I found a function in MSDN called _msize that is suposed to return the
size of a block allocated in the heap: http://msdn.microsoft.com/en-us/library/z2s077bc(VS.80).aspx
(example here: http://msdn.microsoft.com/en-us/library/xbebcx7d(VS.80).aspx
)
It only works for pointers but as far as I have seen it reports
correctly the size of block.

Hope it helps.

 

[Daniel Pitts]

I don't see how that's possible. I don't see how you could have zero
overhead and still be able to deallocate the memory properly.
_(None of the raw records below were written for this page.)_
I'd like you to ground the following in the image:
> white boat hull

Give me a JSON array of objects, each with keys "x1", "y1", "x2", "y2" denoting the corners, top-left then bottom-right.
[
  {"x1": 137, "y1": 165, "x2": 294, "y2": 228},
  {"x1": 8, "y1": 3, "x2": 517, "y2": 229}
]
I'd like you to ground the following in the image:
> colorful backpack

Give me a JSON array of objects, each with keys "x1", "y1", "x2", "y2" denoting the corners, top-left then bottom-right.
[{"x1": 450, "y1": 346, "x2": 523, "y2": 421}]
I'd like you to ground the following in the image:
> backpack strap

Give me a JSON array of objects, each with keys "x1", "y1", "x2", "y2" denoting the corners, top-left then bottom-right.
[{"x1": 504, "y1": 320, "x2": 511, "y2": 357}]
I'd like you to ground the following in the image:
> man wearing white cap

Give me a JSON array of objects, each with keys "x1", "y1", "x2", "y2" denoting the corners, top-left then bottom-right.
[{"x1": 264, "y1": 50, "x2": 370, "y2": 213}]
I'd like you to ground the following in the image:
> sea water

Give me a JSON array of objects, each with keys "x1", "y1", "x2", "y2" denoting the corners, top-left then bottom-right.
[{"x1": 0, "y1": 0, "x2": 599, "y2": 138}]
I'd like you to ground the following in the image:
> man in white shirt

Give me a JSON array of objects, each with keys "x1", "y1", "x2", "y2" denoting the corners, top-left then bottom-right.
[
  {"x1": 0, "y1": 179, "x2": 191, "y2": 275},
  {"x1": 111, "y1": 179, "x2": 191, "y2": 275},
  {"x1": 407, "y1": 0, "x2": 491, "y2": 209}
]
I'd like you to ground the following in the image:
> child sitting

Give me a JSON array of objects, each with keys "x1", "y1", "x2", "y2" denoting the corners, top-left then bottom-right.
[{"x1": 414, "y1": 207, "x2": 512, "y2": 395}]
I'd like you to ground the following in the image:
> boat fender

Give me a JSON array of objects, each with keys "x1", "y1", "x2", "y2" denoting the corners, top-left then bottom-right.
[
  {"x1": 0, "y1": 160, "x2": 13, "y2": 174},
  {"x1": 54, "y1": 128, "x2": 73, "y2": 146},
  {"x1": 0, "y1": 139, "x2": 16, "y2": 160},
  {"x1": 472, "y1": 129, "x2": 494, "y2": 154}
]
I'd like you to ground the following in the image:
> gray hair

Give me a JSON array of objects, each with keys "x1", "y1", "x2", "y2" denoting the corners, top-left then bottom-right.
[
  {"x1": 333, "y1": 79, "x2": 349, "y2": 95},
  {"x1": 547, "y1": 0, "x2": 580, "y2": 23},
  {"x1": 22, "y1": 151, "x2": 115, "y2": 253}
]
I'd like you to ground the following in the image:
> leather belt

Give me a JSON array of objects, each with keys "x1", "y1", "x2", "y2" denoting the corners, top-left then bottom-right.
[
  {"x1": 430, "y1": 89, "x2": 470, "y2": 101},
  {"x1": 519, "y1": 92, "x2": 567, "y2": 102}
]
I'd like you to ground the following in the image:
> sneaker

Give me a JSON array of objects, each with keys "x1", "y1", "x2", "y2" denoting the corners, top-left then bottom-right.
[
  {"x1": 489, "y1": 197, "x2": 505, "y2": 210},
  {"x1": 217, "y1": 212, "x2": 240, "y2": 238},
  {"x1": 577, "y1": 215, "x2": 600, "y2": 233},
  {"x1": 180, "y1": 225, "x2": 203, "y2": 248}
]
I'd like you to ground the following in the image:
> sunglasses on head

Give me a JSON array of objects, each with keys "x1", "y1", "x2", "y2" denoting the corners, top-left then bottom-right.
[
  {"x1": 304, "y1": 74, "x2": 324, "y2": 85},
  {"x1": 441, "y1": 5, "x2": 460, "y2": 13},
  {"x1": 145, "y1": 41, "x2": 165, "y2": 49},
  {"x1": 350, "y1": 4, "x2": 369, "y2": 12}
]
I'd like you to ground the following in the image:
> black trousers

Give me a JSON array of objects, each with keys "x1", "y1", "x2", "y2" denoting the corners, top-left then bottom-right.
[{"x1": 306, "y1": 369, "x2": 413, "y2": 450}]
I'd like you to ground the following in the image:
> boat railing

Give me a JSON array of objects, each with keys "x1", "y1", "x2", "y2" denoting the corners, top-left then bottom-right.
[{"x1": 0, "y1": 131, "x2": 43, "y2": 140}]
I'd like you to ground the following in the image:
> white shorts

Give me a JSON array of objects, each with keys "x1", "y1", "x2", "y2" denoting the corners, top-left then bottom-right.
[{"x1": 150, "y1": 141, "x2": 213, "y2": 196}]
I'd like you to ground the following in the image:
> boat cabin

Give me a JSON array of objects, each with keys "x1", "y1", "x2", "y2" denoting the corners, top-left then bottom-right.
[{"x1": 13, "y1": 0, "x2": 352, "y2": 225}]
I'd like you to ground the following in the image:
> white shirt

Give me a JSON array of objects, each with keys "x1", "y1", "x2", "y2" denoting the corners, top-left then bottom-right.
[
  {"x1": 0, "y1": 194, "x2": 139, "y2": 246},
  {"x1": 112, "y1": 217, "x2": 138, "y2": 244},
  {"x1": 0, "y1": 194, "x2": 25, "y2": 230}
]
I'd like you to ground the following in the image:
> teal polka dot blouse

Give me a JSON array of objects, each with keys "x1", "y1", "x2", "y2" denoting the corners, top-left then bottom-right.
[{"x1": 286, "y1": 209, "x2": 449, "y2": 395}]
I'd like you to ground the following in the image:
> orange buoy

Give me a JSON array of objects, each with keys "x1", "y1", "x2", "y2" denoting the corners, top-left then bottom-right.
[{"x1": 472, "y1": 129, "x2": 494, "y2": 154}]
The principle is to have a segment of equal-sized memory blocks. If
the pointer you release points to that segment, you know the size of
the allocation.

It's not too difficult, but it generally means that once memory
has been allocated with one size, it can't be coalised with
neighbors to serve a larger size, nor divided for a smaller
size. Most fixed length allocators have practically no
overhead, so you just use a fixed length allocator for each of
the smaller sizes you see. (There's still some overhead, of
course, in order to maintain alignment.) The only remaining
problem is in delete, to determine whether the memory is in from
one of the fixed length allocators or not; this can typically be
done based on its address, but with some additional runtime
overhead.

One of my better allocators was written on a 386 where I used a local
descriptor table entry per allocation (which imposed a limit of 4096
blocks).

Thanks for the replies Peter, James, and Ian,

It seems like all those methods have overhead or waste in one form or
another. The overhead was just moved from place to place. Although
they may improve performance or reduce overall space+time overhead, they
are still not zero

 

[Ian Collins]

Thanks for the replies Peter, James, and Ian,

It seems like all those methods have overhead or waste in one form or
another. The overhead was just moved from place to place. Although
they may improve performance or reduce overall space+time overhead, they
are still not zero

Well I wouldn't call using otherwise unused registers overhead! But
yes, in general there's no such thing as a free lunch.